Максим Сивку потрепал по гриве, стал седлать, достал седло – тоже еще хвощовское, все уж насквозь протертое – приладил, приготовился уж выезжать. Коня он любил, да и конь его, кажется жаловал. Из всех насельников монастыря Максим был единственный, кто в прошлой жизни на лошадях езживал. Батюшка его, еще малого совсем, учил управляться с лошадью – готовил к воинскому поприщу.

– Погоди, – раздался вдруг у него за спиной запыхавшийся голос.

Максим обернулся – в дверях конюшни стоял игумен – запыхавшийся, бледнее прежнего.

– Вот что, возьми-ка ты вот это, на всякий случай, – с этими словами протянул он Максиму топор серафимов.

– Для чего это? – спросил Максим, приняв топор у игумена и взглянув на него с удивлением – словно забыл, как с топором обращаться.

– Дело сейчас ночное… – начал игумен, отводя глаза. – Всяко там, бывает, таится в нощи. Оно, конечно, Господь милостив, а все-таки… Вдруг разбойники или что.

Хотел, было, Максим сказать, что тракт проезжий отсюда далеко и про разбойников в здешних лесах не слыхано, да не стал. Игумену перечить не положено, да и к чему это делать на ровном-то месте? Привесил топор к поясу, вскочил в седло. Отец-игумен его перекрестил, а затем придержал коня и напоследок еще зашептал:

– Ты ей это, скажи, мельничихе-то… коли начнет запираться: не досуг-де мне идти, или еще чего, что я на нее управу найду. Она всякие, там, отвары варит, к ней со всего уезда за этим ездят, я это отлично знаю, и могу отписать, куда надо. Так и скажи. Пусть поторапливается.

Максим на игумена взглянул удивленно. Он знал, что отец-игумен человек мягкий, на злобу нескорый. Наказаниями и епитимьями в монастыре ведали келарь и пономарь, а игумен в это дело мешаться не любил. Коли кто провинился, он обычно говорил келарю: накажите его, но по-божески. С чужими же он и подавно собачиться не любил, от чего бывали нередко монастырю убытки. Вот, к примеру, о прошлом годе нанял он мужиков частокол починить, пообещал муки три мешка, да по курице каждому. А они, как починили, стали приставать, чтоб еще по три копейки на брата выдал: дескать, работы вышло больше, чем рядились. Казна в монастыре тощая, в ней каждая копейка на счету, а игумен сперва увещевать их взялся, да в итоге плюнул и выдал деньги, чтоб только по злу не расстаться с работниками.

Чтобы он кому судом и карой грозил – такого про него Максим никогда не слыхал. А теперь, стало быть, вот что.

Открыл заспанный сторож Маркел ворота, и вылетел Максим рысью на тропу, что вела к Гремихе. Ночь была лунная, теплая, ни ветерка, ни колыхания. На небе выступили звезды, дорога была пуста совершенно. Стук копыт отдавался далеко, теряясь эхом в лесу.

И на секунду помнилось Максиму, что вовсе не инок он, а рыцарь, что не свитка на нем монашеская с клобуком, а шлем и латы железные, что по бедру его хлопает на топор простецкий, а булатная сабля в дорогих ножнах, и несется он ночным делом не звать в монастырь знахаря, а вызволять из башни благородную девицу, заточенную в нее злокозненным чародеем.

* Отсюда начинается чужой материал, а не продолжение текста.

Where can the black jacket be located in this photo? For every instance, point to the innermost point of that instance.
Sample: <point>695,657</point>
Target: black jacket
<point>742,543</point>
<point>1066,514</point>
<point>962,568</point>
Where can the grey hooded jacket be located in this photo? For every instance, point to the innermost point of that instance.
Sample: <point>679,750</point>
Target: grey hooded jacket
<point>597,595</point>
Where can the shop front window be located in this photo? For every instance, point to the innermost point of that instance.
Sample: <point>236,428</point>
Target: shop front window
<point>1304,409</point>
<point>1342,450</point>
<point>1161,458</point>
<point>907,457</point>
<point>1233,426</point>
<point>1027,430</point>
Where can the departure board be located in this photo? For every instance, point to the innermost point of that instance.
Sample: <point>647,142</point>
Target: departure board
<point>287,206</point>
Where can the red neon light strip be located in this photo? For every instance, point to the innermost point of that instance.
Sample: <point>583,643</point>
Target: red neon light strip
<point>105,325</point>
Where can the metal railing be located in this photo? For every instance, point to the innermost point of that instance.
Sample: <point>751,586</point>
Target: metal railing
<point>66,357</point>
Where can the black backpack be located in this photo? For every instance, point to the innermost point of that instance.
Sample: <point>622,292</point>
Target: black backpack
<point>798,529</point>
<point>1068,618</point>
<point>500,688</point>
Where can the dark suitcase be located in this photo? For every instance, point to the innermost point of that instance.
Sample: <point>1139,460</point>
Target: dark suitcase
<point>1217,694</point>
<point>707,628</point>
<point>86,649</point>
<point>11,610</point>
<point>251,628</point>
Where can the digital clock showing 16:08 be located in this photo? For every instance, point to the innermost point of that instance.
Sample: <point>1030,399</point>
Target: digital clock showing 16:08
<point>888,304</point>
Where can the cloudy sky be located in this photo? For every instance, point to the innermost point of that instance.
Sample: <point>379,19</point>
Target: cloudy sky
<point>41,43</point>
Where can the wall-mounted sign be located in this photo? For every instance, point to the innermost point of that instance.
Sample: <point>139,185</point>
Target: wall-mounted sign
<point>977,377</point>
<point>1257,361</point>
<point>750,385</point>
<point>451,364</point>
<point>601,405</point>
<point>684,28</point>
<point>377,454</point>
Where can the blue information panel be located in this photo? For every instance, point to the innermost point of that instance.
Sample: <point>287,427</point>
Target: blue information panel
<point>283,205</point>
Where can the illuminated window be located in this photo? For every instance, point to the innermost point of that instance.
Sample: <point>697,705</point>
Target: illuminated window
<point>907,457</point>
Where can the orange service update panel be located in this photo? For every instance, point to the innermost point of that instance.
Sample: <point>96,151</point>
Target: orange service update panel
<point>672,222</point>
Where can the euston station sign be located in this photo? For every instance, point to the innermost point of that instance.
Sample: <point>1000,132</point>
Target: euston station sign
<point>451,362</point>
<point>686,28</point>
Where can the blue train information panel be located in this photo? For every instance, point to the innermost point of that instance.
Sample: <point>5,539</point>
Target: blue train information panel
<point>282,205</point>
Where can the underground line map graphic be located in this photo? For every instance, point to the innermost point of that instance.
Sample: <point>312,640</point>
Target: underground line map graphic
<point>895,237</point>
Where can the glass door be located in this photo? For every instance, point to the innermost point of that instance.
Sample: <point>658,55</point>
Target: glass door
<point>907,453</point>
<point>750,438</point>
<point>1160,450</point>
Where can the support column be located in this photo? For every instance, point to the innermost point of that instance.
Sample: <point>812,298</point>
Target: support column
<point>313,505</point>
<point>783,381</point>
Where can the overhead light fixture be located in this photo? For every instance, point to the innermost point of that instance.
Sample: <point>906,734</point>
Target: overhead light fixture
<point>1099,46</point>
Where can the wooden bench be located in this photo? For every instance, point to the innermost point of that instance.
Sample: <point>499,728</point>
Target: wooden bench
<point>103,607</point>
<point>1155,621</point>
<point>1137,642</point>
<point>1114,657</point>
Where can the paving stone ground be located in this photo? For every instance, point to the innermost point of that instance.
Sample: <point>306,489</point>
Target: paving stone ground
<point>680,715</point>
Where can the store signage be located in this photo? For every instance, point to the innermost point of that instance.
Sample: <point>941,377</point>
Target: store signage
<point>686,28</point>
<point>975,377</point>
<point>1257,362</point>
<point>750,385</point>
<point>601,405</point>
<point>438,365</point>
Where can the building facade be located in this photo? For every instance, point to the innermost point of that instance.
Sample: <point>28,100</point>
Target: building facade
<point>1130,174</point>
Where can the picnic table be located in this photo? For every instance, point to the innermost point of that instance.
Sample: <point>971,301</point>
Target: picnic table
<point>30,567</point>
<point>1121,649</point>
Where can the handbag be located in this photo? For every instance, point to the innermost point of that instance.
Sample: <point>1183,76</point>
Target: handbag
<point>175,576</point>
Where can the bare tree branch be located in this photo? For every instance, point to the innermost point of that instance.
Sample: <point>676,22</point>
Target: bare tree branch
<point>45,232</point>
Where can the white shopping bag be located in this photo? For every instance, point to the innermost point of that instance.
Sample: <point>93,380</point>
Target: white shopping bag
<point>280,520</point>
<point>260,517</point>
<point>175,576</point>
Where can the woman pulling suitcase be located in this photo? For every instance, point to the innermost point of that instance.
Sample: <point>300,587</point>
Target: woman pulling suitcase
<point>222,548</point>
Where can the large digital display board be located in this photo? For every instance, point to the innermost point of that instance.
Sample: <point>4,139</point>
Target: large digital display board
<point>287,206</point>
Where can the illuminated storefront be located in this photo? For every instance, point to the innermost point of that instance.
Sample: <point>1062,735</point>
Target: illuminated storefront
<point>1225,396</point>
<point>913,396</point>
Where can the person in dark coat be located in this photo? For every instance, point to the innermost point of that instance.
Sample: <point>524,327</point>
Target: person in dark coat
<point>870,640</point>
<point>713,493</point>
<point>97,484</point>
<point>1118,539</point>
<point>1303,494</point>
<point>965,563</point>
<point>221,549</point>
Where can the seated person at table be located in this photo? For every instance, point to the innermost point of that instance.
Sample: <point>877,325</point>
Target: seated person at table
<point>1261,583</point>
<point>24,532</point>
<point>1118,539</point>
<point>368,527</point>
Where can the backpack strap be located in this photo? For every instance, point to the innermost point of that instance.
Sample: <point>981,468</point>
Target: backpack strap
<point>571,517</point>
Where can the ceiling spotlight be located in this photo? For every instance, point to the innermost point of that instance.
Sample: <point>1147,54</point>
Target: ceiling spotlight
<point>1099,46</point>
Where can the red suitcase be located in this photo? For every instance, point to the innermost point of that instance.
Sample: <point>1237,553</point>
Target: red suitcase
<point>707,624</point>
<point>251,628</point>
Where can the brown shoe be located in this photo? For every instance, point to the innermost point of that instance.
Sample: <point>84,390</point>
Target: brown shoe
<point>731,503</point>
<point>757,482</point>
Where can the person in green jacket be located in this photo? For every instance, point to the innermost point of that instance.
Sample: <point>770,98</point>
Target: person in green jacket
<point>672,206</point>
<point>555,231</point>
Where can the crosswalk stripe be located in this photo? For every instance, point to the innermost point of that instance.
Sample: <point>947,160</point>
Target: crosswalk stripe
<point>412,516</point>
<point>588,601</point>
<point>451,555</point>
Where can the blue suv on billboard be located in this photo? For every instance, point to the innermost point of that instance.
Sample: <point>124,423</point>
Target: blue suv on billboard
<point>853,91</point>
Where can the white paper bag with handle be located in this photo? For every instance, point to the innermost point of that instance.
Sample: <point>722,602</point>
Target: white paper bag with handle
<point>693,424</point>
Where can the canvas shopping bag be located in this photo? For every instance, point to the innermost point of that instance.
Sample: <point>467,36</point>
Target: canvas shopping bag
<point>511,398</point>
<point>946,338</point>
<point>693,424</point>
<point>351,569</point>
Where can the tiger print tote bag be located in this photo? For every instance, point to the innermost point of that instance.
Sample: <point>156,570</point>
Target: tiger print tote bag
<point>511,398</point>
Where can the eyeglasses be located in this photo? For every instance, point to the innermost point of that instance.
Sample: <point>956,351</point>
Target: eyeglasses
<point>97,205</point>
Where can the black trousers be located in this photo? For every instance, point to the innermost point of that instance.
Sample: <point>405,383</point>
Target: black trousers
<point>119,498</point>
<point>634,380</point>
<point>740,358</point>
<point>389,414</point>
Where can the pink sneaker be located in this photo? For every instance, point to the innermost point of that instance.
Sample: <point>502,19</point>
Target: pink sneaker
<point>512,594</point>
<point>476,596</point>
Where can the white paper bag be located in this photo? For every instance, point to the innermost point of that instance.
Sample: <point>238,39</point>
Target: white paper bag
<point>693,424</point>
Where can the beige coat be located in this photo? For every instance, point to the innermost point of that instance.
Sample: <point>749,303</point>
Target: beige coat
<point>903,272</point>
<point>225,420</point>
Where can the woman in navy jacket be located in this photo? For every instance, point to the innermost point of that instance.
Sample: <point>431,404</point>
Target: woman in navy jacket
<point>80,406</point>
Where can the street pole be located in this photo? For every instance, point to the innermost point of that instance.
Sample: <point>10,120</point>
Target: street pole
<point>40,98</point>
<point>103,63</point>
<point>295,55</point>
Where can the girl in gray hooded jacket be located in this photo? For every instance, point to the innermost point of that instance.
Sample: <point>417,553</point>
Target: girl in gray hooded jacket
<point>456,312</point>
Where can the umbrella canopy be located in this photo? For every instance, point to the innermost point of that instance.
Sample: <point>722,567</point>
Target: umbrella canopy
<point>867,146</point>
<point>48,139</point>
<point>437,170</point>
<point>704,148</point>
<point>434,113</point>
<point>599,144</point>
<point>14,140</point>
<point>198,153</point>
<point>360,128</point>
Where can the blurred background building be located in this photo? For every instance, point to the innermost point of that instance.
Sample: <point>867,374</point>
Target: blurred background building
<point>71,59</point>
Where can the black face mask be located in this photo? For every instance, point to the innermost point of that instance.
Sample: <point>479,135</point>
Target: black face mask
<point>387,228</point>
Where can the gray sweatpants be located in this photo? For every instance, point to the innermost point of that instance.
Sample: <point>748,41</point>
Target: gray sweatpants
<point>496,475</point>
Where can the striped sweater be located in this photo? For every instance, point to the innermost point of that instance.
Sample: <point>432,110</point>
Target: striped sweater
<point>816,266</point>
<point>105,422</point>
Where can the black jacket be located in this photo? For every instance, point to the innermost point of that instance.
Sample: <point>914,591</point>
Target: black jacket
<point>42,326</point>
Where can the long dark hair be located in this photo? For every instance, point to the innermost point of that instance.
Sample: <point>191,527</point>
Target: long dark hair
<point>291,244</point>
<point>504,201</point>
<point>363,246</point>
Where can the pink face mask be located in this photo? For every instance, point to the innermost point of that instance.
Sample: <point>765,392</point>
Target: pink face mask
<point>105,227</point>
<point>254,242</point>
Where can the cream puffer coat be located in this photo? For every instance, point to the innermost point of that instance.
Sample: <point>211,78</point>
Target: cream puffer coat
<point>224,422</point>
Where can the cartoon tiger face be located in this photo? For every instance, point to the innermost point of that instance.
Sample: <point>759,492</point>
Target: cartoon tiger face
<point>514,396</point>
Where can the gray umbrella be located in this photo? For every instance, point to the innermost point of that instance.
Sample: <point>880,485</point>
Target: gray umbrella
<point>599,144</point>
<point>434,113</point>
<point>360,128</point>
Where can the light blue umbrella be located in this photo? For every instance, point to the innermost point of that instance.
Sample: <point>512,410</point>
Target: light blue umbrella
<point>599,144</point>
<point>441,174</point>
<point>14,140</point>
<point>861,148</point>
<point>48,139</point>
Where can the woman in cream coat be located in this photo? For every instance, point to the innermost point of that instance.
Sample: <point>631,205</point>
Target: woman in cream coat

Часто на него такие мечтания находили, но сейчас ему вдруг стало от них неприятно, так что он даже сплюнул.

– Тьфу ты, чего попусту мечтать! – сказал про себя Максим с горечью. – Шестнадцать лет, а все словно ребенок малый! За отца отомстить, и то не умел!

И поехал дальше, уже понурясь, но хода не сбавляя. Знать бы ему в ту минуту, что все дальнейшее, что с ним случится, будет и диковиннее, и страшнее всего, что в книге Малория описано.